My suspicion is that wine has always been a social occasion to me, not a solitary pleasure. I find the joy of eating and drinking in company absolutely appealing–whereas I find drinking without company rather abhorrent.

​That said, a glass of bourbon while I’m grading papers or reading or, perhaps just petting the dog on the patio by firelight, alone—is such an alluring and welcome thing that I would have trouble understanding anyone who didn’t want that.

So much for shifting my worldview.


A symphony of simplicity

I stood over the cast iron skillet flushed with enthusiasm. The chopping, dicing, slicing and arranging were all done. My favorite part was about to ensue–there’s something scintillating about cooking, particularly the final moment of preparation. Ingredients together, whether in a melange, as I was doing then, or in parts–start to come together and there is a rush of joy not unmixed with challenge and even wonder.

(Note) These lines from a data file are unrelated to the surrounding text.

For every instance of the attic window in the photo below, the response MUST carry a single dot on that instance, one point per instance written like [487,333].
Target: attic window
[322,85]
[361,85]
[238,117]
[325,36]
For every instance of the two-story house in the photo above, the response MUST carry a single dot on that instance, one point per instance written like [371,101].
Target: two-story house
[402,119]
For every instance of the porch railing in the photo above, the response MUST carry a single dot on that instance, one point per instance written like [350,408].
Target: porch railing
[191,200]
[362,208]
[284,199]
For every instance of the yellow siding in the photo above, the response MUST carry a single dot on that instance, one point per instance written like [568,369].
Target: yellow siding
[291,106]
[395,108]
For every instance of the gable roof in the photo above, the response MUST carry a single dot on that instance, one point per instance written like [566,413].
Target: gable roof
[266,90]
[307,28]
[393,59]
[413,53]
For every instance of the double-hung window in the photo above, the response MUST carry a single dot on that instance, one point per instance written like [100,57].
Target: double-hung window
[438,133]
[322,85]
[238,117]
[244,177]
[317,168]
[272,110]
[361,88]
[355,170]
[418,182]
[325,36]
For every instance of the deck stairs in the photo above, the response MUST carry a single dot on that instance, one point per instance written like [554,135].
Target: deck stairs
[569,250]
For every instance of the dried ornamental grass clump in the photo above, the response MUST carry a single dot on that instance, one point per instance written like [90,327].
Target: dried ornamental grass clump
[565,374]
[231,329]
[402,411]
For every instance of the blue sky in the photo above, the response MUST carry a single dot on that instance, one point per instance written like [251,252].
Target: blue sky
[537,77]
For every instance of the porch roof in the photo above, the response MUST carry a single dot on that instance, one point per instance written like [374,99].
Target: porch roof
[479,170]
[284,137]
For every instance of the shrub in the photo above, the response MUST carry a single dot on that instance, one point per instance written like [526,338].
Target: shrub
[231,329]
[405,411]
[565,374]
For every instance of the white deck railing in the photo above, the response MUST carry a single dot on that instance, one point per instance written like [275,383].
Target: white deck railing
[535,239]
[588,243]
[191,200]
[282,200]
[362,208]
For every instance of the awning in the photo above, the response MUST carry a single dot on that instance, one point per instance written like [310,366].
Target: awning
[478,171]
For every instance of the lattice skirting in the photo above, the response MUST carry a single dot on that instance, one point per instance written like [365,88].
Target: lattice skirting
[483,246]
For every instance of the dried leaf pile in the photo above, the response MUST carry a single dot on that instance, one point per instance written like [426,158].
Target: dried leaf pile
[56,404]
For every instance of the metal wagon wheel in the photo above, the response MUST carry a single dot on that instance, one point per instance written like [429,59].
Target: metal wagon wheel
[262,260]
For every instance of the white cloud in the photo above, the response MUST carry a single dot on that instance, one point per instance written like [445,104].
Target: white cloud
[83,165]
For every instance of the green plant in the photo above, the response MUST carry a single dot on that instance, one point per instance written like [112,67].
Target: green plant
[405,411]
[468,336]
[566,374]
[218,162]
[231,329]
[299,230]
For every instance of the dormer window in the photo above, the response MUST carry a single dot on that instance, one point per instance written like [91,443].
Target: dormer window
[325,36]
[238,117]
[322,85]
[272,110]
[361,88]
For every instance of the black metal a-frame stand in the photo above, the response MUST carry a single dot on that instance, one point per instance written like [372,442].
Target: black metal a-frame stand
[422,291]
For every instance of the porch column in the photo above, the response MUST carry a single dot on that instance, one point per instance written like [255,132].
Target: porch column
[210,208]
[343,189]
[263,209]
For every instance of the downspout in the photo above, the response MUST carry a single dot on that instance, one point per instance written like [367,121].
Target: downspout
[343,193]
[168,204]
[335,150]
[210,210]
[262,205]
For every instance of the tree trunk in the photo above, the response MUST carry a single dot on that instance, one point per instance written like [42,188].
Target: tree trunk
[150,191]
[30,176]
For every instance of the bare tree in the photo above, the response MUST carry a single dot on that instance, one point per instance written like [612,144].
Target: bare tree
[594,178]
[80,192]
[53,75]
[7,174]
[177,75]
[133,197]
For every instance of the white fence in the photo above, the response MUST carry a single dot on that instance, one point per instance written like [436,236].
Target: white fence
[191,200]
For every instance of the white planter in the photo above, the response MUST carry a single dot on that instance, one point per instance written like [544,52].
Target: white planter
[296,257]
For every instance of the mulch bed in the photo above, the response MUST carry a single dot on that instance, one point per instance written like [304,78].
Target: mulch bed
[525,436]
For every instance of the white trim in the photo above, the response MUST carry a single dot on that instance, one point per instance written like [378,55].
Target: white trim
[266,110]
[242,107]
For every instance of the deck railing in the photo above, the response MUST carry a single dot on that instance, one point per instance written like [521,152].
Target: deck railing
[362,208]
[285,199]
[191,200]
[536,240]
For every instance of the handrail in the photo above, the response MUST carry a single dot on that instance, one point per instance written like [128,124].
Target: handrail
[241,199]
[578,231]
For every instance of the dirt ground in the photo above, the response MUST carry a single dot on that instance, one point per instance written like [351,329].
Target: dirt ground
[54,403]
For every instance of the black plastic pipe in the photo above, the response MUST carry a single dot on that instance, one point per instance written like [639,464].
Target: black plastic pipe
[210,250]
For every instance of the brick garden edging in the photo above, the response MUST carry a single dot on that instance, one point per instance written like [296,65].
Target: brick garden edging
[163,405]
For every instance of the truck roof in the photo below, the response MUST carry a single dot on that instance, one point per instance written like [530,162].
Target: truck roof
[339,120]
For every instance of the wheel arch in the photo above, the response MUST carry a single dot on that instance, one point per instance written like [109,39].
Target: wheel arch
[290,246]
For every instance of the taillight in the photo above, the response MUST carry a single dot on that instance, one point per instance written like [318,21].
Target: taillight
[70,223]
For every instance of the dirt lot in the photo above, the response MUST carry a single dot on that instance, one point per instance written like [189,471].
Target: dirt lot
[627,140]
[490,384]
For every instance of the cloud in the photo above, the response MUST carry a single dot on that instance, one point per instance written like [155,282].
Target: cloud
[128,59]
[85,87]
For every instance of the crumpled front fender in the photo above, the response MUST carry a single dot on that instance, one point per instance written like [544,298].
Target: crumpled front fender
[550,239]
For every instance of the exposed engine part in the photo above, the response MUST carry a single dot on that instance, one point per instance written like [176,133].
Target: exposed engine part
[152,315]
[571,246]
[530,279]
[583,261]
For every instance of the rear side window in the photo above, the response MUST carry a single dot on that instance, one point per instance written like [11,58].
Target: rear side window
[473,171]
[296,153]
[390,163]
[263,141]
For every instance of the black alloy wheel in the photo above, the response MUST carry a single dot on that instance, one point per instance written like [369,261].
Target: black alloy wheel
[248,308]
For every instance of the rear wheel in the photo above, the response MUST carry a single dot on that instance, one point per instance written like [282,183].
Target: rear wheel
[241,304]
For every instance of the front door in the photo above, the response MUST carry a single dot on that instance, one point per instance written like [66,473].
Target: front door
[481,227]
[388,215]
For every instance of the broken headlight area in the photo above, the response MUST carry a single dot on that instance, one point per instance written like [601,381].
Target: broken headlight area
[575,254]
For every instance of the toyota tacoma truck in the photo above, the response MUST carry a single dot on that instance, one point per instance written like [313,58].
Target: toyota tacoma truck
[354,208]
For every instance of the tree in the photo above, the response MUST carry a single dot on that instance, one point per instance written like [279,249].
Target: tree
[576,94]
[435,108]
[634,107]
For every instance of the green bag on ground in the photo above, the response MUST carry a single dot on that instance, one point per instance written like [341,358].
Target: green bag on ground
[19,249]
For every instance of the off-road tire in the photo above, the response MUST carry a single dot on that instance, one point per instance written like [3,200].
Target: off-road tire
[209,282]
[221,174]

“Buffoons!” I shouted to no one in particular. “Imbeciles and pimply-faced 20 and 30-somethings who want effects and explosions with their cliches and comic books. They don’t want entertainment, they want dissolution on demand!”

“What are you talking about?” my wife said, annoyance clear in her voice.

“Huh? Oh. Critics. Movie critics.” I had just read two reviews of Kenneth Brannagh’s Murder on the Orient Express. They didn’t like it (though did, which makes me happy). They said Brannagh was too full of himself and that they were “bored.” I fumed. I’d seen it earlier in the afternoon and I loved it. I was entertained entirely. I found the acting wonderful and engaging, light-hearted, but meaningful, too and I’ve always thought the story was an homage to humanity’s brightest–and darkest gifts.

“You liked the movie?”

“Liked it? I loved it! Oh…It wasn’t brilliant in the…. cinematique way, that these pre-pubescent hacks want,” I said lobbing pads of butter on the vegetables in the skillet. I sprinkled a pinch of salt and rather efficiently dusted the whole with several grinds of fresh black pepper. “But it was much like Brannagh’s Hamlet,” I said. “I can see their point about self-indulgence, but that has been Mr. B’s style for some time. It’s actually quite engaging and he never really takes himself too seriously. I don’t get the whining about it. Brannagh is a fine actor–and Michelle Pfeifer was fun to watch–her elegance and charm were perfect in this movie. She was….she was just…gorgeous!” I turned on my heels to the sizzling skillet and put my nose over the whole, inhaling deeply of the onions and garlic, sweet potatoes and carrots as they caramelized to a kind of bronze perfection. I squeezed just a hint of balsamic vinaigrette reduction over them, smiling at the deed, confident in its eventual reward of dark, sweet and tangy-inflected sumptuousness.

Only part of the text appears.